There is various mechanics system for the development of the thyroid disease. Various antibodies are present against thyroid tissue. Cytotoxic T cells activation as a response to cell-mediated immune response accompanied by T helper cells is the main pathway for the destruction of the thyroid tissue. With activation of T helper lymphocytes, macrophages also are involved which release inflammatory cytokines in the thyroid tissue causing more and more recruitment of macrophages inside thyroid.
Grossly the thyroid becomes enlarged and there is focal nodular appearance. Histologically parenchyma is infiltrated by various lymphocytes. There atrophic changes in the thyroid parenchyma, which during the course of disease get fibrosed end seen as a dense fibrotic band of collagen.
Recent studies have identified 5 stages of the progression of the disease as-
Genetic Predisposition- It is the initial stage of the disease where the person has a genetic predisposition, but have not been exposed to the risk factors so the levels of T3 and T4 in some individuals is normal and no anti-thyroid antibodies are seen.
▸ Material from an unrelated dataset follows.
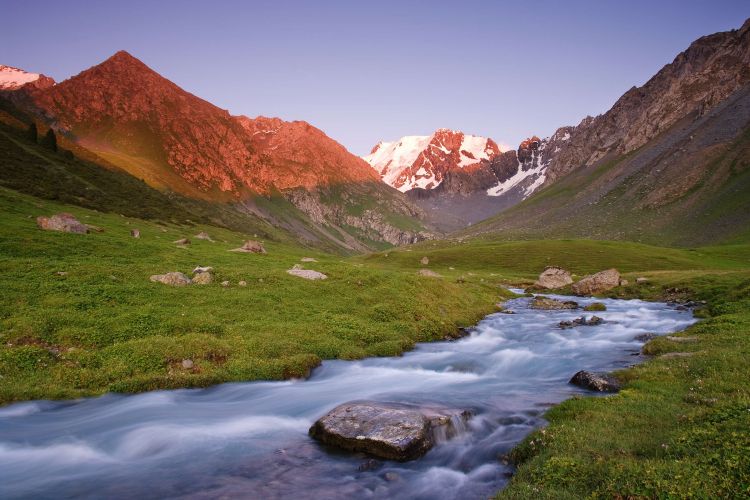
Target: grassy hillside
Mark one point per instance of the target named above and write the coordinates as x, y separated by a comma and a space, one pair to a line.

Infiltration of Immune Cell in the Parenchyma of Thyroid- In this stage the thyroid is infiltrated by lymphocytes, which causes the destruction of the normal parenchyma. This stage is long and may take years to get a detected before much damage is done.
Subclinical Hypothyroidism- This stage is characterized by slightly elevated TSH level. There is increase in the concentration of anti-thyroid antibodies as compared to 2nd stage.
Overt Hypothyroidism- Here the destruction of the thyroid parenchyma is such that the normal function of that gland cannot be performed so there is decreased level of T3 and T4 and elevation in TSH level.
Progression to Other Autoimmune Diseases- As there is a loss of balance in the immune system of the body, the immune system may find another gland and to attract tissue.
The disease is more common in regions having high iodine intake and it can occur in all age groups, but is quite more common in between 30 and 50 years of age. The incidence of the disease is more in females than that of males and is strongly linked with hypothyroidism.